Para pesquisadora, não se distingue mais ensino presencial e a distância devido à incorporação de tecnologias em sala

Mônica Pestano, JORNAL DA TARDE

06 Dezembro 2010 | 13h58

ENTREVISTA - Lúcia M. Pesce de Oliveirs, professora adjunta na universidade ajdunta na Universidade Federal de São Paulo (Unifesp)

 

A discriminação entre cursos presenciais e a distância tende a se tornar obsoleta porque a tecnologia está cada vez mais incorporada ao aprendizado, segundo a professora Lúcia Maria Pesce de Oliveira, da Unifesp.

 

É possível aprender outra língua usando o Skype?

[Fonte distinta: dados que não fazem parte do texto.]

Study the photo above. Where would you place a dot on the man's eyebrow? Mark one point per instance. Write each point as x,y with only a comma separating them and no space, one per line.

Não se pode generalizar. Elementos que dizem respeito à conversação, certamente. Mas não creio que dê conta de aspectos importantes ao aprendizado de outra língua, como a gramática. Para a escrita, não creio ser o melhor instrumento.

 

Mas o ensino a distância é uma tendência?

Para os pesquisadores, não se fala mais em ensino presencial e a distância, uma vez que a tecnologia está cada vez mais incorporada ao aprendizado em sala de aula. Você pode usar os recursos de ensino a distância para o curso presencial. É uma linha tênue que tende a desaparecer.

 

E os resultados? É esperada uma melhor formação com o uso dessas tecnologias?

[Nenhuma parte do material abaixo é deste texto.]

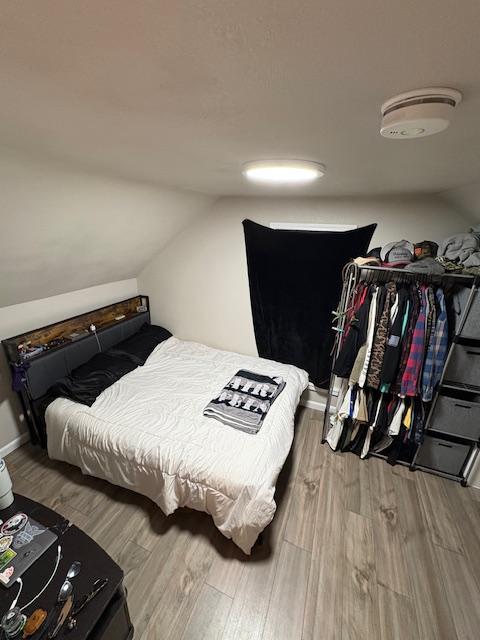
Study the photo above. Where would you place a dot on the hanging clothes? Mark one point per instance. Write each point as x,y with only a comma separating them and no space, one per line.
416,355
392,357
381,335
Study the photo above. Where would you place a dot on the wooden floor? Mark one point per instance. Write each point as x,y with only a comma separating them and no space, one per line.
358,549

Isso depende. Se o ensino/estudo se apoiar em uma atitude dialógica, interativa, sim. Se o professor, com esses recursos, amplia as possibilidades de dialogar com culturas diferentes da dele, acrescenta muito. Se isso não for feito, todas as possibilidades estarão alijadas do conhecimento e ficarão a serviço apenas de atividades econômicas que não atendem a um ensino de qualidade.